I have a Spark 2.1.1 job that is running in a Mesos cluster. Spark UI is showing 32 active executors, and RDD.getNumPartitions is showing 28 partitions. But only one (random) executor is doing any work, all others are marked as completed. I added debug statements to executor code (stdout) and only one executor is showing those. Entire pipeline is structured as follows: Get list of ids -> download JSON data for each id -> parse JSON data -> save to S3.
stage 1: val ids=session.sparkContext.textFile(path).repartition(28) -> RDD[String]
//ids.getNumPartitions shows 28
stage 2: val json=ids.mapPartitions { keys =>
val urlBuilder ...
val buffer ....
keys map { key =>
val url=urlBuilder.createUrl(id) //java.net.URL
val json=url.openStream() ... //download text to buffer, close stream
(id,json.toString)
}
} -> RDD[Tuple2[String,String]]
stage 3: val output = json flatMap { t =>
val values = ... //parse JSON, get values from JSON or empty sequence if not found
values map { value => (t._1, value) }
} -> RDD[Tuple2[String,String]]
stage 4: output.saveAsTextFile("s3://...")

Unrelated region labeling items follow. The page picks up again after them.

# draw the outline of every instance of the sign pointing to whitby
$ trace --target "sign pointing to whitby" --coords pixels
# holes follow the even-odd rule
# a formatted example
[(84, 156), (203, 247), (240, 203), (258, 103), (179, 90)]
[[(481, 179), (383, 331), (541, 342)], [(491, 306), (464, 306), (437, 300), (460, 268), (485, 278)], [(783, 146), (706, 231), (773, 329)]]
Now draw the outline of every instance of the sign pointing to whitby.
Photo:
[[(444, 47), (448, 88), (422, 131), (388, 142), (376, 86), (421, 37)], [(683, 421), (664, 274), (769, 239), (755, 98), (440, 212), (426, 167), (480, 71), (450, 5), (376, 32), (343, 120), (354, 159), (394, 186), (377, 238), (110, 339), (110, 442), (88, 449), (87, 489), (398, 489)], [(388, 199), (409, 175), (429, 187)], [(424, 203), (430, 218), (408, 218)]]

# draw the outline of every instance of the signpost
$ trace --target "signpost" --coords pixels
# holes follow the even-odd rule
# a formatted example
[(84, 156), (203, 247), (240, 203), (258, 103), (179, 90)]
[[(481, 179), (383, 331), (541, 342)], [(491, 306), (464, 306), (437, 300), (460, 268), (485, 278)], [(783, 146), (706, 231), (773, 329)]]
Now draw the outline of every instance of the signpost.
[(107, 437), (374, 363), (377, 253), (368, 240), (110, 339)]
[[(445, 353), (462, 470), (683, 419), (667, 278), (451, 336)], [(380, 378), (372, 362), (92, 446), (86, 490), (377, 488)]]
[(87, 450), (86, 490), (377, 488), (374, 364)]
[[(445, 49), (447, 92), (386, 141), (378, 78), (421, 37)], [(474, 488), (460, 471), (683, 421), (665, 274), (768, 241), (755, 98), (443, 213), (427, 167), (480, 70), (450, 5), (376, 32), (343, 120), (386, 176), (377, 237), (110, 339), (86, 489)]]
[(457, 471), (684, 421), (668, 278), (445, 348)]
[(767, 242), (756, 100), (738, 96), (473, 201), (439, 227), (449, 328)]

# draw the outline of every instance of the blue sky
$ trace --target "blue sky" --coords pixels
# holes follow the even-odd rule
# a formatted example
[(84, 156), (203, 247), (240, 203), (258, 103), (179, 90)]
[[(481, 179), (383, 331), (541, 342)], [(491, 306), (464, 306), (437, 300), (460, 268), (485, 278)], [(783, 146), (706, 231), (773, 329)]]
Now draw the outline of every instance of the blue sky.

These are config settings for Spark binary: --driver-memory 32g --conf spark.driver.cores=4 --executor-memory 4g --conf spark.cores.max=128 --conf spark.executor.cores=4
The stage that is running on one executor only is the second one. I explicitly specified number of partitions (repartition(28)) in step one. Has anyone seen such behavior before? Thanks,
M
SOLUTION
I went the other way (see suggestion from Travis) and increased the number of partitions (after step 1) to 100. That worked, the job finished in a matter of minutes. But there is a side effect - now I have 100 partial files sitting in S3.